Drift Farm
Fresh, seasonal blooms




– Mae West

I was seduced by flowers, to be specific. One day, Papa Bear was patting me on the head for my six-figure salary, and the next day he noticed the dirt under my fingernails. I’d been farming. All day long. I am a slut for growing flowers.

I should know better, because I grew up on a farming-ranching operation, so I know more about the high risk and low reward quotient than any of my business development peers.

I am bewitched by blooms. Velvety iris lure me. Snowy Jonquilla nod at me. Peonies waft into my sinuses. So I drift.

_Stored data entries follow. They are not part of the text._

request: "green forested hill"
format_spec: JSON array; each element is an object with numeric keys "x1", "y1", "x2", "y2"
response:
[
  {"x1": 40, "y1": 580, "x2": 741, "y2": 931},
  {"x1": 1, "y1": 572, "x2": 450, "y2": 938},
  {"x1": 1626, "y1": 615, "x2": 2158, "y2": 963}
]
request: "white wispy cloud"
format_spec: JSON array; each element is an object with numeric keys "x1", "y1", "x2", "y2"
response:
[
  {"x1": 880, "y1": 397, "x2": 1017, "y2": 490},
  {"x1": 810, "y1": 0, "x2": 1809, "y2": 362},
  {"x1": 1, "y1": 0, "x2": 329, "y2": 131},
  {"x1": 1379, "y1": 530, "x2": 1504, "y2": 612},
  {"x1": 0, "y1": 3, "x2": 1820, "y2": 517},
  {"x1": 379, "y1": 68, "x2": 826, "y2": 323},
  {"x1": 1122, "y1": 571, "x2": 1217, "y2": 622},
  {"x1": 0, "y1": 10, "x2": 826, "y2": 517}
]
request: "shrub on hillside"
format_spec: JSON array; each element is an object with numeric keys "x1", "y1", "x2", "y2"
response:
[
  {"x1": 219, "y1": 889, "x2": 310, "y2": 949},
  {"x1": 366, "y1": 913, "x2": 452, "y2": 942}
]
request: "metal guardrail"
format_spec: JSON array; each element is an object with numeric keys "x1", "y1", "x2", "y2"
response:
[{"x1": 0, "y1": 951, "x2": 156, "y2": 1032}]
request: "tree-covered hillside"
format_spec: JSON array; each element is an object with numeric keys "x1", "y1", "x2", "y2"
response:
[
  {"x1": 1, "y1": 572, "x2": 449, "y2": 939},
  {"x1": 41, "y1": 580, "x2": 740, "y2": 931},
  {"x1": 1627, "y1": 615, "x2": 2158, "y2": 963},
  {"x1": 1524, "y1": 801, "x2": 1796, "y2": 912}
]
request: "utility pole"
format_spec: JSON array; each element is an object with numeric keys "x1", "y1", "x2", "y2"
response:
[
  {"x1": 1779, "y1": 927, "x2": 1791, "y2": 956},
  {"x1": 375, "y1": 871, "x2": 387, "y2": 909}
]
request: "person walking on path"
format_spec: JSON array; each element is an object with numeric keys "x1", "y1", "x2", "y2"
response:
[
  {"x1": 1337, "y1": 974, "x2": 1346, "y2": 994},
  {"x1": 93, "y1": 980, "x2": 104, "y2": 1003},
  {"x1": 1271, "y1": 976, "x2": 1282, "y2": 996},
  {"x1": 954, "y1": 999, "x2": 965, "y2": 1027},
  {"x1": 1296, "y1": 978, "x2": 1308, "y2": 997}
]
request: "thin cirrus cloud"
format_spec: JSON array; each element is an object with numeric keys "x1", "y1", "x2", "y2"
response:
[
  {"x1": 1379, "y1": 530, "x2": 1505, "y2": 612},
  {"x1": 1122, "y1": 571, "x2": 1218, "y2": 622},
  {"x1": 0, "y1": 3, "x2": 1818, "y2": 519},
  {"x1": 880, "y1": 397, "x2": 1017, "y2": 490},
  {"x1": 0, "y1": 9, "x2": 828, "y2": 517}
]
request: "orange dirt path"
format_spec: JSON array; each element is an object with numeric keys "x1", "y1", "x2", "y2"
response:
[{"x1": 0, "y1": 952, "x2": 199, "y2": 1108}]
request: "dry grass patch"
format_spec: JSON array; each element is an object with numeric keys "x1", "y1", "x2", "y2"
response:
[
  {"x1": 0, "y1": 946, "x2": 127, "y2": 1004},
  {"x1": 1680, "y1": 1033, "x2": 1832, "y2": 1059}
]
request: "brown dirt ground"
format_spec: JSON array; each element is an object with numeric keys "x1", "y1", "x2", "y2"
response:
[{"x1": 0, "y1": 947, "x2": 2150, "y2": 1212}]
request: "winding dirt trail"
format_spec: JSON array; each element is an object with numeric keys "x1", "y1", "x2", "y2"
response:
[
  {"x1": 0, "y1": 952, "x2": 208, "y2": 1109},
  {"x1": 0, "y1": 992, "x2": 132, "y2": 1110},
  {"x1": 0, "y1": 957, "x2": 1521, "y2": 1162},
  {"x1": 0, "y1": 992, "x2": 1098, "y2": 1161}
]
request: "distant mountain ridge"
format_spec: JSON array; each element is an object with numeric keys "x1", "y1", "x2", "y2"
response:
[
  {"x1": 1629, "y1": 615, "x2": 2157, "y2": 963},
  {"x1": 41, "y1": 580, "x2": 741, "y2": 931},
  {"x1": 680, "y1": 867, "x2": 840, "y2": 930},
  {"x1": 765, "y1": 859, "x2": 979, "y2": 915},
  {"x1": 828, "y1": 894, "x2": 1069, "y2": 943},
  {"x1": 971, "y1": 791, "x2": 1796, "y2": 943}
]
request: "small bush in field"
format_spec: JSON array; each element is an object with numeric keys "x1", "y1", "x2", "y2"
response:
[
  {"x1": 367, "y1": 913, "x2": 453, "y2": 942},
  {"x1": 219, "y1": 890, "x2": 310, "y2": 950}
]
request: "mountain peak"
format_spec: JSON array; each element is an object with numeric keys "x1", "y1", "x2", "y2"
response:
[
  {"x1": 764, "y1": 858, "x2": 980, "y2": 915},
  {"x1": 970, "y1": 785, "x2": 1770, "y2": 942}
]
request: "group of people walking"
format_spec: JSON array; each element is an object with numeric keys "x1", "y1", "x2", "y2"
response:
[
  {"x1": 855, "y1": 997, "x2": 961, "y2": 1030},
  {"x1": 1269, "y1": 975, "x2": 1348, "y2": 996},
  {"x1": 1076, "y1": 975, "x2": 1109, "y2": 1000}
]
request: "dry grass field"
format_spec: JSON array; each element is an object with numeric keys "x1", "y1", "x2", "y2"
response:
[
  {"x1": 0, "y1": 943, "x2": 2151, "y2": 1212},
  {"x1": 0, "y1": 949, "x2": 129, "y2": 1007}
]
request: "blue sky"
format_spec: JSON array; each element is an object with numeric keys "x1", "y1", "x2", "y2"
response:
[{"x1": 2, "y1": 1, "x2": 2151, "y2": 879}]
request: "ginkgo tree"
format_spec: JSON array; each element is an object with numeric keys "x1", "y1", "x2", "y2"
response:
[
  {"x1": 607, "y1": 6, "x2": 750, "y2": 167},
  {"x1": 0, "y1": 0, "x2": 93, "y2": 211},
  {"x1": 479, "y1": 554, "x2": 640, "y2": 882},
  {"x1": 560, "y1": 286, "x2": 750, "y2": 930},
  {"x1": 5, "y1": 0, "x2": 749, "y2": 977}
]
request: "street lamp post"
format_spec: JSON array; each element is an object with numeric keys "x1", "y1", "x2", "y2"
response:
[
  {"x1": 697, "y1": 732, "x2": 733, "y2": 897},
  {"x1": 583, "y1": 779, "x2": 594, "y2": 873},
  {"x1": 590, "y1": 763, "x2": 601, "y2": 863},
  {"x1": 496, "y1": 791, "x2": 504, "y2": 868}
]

While drifting involves finding the course of least resistance, it is not easy. Anybody can grow a zinnia. But being a cut flower farmer entails growing bloom piles big enough to move with a pitch fork. Real farmers grow in drifts. Their sumptuous blooms pillow out and tumble over their beds in sloppy abandon. People standing downwind moan in approval as the scent fills their nostrils. Those lucky enough to tuck these blooms in a vessel of water celebrate a sensuous gift.

I’m glad I drifted.  I've always admired those who craft. My dad is an accomplished farmer. He won awards for soil conservation improvements and served as a leader in his industry. He succeeded in the face of huge risks and took all things in his big strides. 

By the way, Dad says the best way to get dirt from under your fingernails is with a knife. That’s called drifting with an edge.